7VERSE : VIDA 2

EPILOGO VIDA 2: ESTRANHAS PARCERIAS

CAPÍTULO 3

DE MÉDICO E DE MONSTRO, UNS POUCOS TÊM MUITO

.


.

O agente federal Jensen Ross não estava gostando do rumo que as coisas estavam tomando.

Já vira acontecer antes. Nunca acabava bem. O pânico se instalara e milícias estavam se formando para caçar o assassino serial que a midia batizara de 'O Esfolador de Cedar City'. Apesar da referência a Cedar City, por ser maior e mais conhecida, na verdade os corpos foram encontrados na área dos parques florestais a nordeste da cidade, no interior do triângulo formado por três pequenas comunidades: Enoch, Parowan e Brian Head.

Tecnicamente, não foram assassinatos. As vítimas foram abandonadas com vida e teriam sobrevivido se encontradas a tempo. As mutilações infringidas, embora terríveis na aparência, dificilmente levariam à morte em circunstâncias normais. Mas, em todos os casos, quando encontradas, as vítimas já estavam mortas por hipotermia e desidratação.

O modus operandi foi o mesmo em todos os casos. A vítima foi sequestrada e levada para um lugar ainda não identificado, onde teve a pele do rosto, todo o couro cabeludo (escalpo) e dois terços da língua removidos cirurgicamente. Depois, a vítima foi transportada ainda viva para um ponto deserto da região de bosques, onde fora amarrada, com cordas, a estacas fincadas no solo. Presa pelos pulsos e pelos tornozelos, com o corpo formando um Y, braços abertos e pernas fechadas. O criminoso desenhou, então, com um objeto cortante, pentagramas nas palmas das mãos e dos pés das vítimas, supostamente num ritual.
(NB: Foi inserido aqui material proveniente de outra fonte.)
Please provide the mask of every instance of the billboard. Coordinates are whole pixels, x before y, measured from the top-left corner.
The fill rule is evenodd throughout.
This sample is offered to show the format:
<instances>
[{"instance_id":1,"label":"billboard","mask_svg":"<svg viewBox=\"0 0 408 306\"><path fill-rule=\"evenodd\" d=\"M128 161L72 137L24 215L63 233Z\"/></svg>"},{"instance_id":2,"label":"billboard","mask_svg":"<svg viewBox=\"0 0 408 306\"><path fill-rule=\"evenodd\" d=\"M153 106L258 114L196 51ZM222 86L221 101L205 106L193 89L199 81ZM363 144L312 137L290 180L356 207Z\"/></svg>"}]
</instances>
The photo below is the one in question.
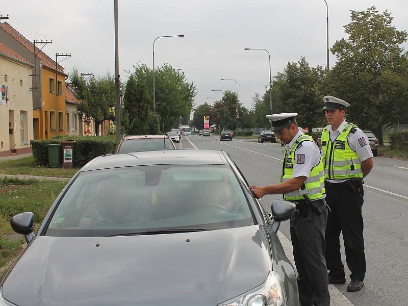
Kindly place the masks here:
<instances>
[{"instance_id":1,"label":"billboard","mask_svg":"<svg viewBox=\"0 0 408 306\"><path fill-rule=\"evenodd\" d=\"M7 105L9 101L9 87L0 85L0 105Z\"/></svg>"},{"instance_id":2,"label":"billboard","mask_svg":"<svg viewBox=\"0 0 408 306\"><path fill-rule=\"evenodd\" d=\"M210 116L204 116L204 129L205 130L210 129Z\"/></svg>"}]
</instances>

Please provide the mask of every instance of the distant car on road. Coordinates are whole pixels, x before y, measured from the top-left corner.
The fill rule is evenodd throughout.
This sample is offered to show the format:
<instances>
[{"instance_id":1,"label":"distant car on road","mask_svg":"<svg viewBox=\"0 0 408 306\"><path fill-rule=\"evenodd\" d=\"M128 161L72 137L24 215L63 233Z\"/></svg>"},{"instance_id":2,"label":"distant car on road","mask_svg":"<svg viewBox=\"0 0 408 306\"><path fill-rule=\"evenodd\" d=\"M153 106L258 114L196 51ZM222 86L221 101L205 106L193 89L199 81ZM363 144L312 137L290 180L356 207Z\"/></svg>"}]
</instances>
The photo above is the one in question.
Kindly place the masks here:
<instances>
[{"instance_id":1,"label":"distant car on road","mask_svg":"<svg viewBox=\"0 0 408 306\"><path fill-rule=\"evenodd\" d=\"M124 136L116 149L116 154L175 150L175 146L167 135L143 135L138 136ZM0 304L1 305L1 304Z\"/></svg>"},{"instance_id":2,"label":"distant car on road","mask_svg":"<svg viewBox=\"0 0 408 306\"><path fill-rule=\"evenodd\" d=\"M377 156L377 152L378 150L378 140L371 131L363 130L363 132L368 137L368 142L370 144L370 148L373 152L373 155Z\"/></svg>"},{"instance_id":3,"label":"distant car on road","mask_svg":"<svg viewBox=\"0 0 408 306\"><path fill-rule=\"evenodd\" d=\"M299 306L277 235L296 206L271 208L222 151L97 157L36 233L32 212L12 219L29 244L0 283L0 305Z\"/></svg>"},{"instance_id":4,"label":"distant car on road","mask_svg":"<svg viewBox=\"0 0 408 306\"><path fill-rule=\"evenodd\" d=\"M180 142L180 136L178 136L178 134L177 134L177 132L169 132L167 133L167 135L170 137L170 139L173 141L175 141L176 142Z\"/></svg>"},{"instance_id":5,"label":"distant car on road","mask_svg":"<svg viewBox=\"0 0 408 306\"><path fill-rule=\"evenodd\" d=\"M276 142L276 136L271 131L263 131L258 136L258 142L263 142L264 141Z\"/></svg>"},{"instance_id":6,"label":"distant car on road","mask_svg":"<svg viewBox=\"0 0 408 306\"><path fill-rule=\"evenodd\" d=\"M220 135L220 140L222 141L224 139L229 139L230 140L233 140L233 135L229 131L223 131L221 132Z\"/></svg>"}]
</instances>

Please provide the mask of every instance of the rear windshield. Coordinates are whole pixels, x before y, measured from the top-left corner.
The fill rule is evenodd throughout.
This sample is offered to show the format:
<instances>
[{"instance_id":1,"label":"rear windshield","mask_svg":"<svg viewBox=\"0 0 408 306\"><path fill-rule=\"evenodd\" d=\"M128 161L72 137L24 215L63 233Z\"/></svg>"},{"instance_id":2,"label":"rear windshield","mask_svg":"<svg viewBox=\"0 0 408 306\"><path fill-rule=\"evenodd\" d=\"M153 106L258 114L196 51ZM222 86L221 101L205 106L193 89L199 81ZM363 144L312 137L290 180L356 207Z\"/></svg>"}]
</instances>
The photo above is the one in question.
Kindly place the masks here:
<instances>
[{"instance_id":1,"label":"rear windshield","mask_svg":"<svg viewBox=\"0 0 408 306\"><path fill-rule=\"evenodd\" d=\"M81 173L60 202L46 235L110 236L253 224L229 166L142 166Z\"/></svg>"},{"instance_id":2,"label":"rear windshield","mask_svg":"<svg viewBox=\"0 0 408 306\"><path fill-rule=\"evenodd\" d=\"M171 141L167 138L164 139L163 138L139 138L128 139L122 141L118 153L164 150L165 141L166 141L166 150L174 149Z\"/></svg>"}]
</instances>

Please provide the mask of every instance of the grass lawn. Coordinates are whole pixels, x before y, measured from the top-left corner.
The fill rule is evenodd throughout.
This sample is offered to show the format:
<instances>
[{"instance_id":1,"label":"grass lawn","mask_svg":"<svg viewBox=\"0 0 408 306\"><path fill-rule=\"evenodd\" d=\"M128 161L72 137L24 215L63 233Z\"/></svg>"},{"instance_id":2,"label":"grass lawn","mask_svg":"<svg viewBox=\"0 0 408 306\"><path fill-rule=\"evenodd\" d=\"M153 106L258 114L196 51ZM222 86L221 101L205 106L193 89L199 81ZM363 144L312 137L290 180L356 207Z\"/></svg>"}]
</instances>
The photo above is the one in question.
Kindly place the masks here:
<instances>
[{"instance_id":1,"label":"grass lawn","mask_svg":"<svg viewBox=\"0 0 408 306\"><path fill-rule=\"evenodd\" d=\"M34 213L36 222L41 222L67 182L0 179L0 280L6 270L2 268L18 254L25 242L23 235L14 235L10 218L30 211Z\"/></svg>"},{"instance_id":2,"label":"grass lawn","mask_svg":"<svg viewBox=\"0 0 408 306\"><path fill-rule=\"evenodd\" d=\"M78 170L62 168L45 168L37 166L35 163L34 156L0 163L0 174L26 174L70 178L78 172Z\"/></svg>"},{"instance_id":3,"label":"grass lawn","mask_svg":"<svg viewBox=\"0 0 408 306\"><path fill-rule=\"evenodd\" d=\"M392 149L390 146L380 146L378 148L378 156L408 160L408 150Z\"/></svg>"}]
</instances>

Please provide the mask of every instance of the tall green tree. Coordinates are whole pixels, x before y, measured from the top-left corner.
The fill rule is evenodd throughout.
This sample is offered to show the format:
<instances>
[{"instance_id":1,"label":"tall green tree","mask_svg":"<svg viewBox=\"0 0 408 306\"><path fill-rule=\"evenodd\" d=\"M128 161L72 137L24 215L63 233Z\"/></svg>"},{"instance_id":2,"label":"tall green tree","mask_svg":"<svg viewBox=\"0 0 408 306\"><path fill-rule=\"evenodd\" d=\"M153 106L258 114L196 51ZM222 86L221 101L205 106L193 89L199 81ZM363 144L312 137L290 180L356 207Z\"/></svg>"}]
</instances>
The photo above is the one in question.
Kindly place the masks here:
<instances>
[{"instance_id":1,"label":"tall green tree","mask_svg":"<svg viewBox=\"0 0 408 306\"><path fill-rule=\"evenodd\" d=\"M408 54L401 46L407 33L392 25L388 11L380 14L375 7L351 11L351 17L344 26L348 38L331 49L337 62L328 89L350 103L348 120L376 131L382 144L382 128L408 111Z\"/></svg>"},{"instance_id":2,"label":"tall green tree","mask_svg":"<svg viewBox=\"0 0 408 306\"><path fill-rule=\"evenodd\" d=\"M149 97L144 82L138 84L131 75L126 84L123 107L127 117L126 133L140 135L149 133Z\"/></svg>"}]
</instances>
Mas, não há provas de que realmente tenha havido algum tipo de ritual, já que não surgiram testemunhas e nenhum objeto caracteristicamente ritual foi encontrado. As vítimas foram, então, abandonadas à própria sorte.

Exames toxicológicos mostraram que os procedimentos cirúrgicos foram realizados com a vítima anestesiada e que houve preocupações de assepsia e de prevenção de infecções, mesmo no desenho dos pentagramas. As palmas das mãos e dos pés foram banhadas com álcool antes e depois dos cortes. Mas, dificilmente, o objetivo seria aumentar as chance de sobrevivência da vítima. Isso não faria sentido, já que as vítimas foram abandonadas nuas, ao relento, em madrugadas muito frias e numa região de bosques, onde as chances de serem encontradas a tempo eram mínimas, para não dizer nulas. Fazia mais sentido, admitindo-se a hipótese de morte ritual, que as vítimas tenham sido cuidadosamente preparadas para serem oferecidas em sacrifício.

Embora as vítimas tenham sido encontradas nuas, os exames não acusaram nenhuma evidência de violência sexual praticada contra elas. Isto eliminava um grande número de suspeitos em potencial e fortalecia a hipótese de motivação religiosa.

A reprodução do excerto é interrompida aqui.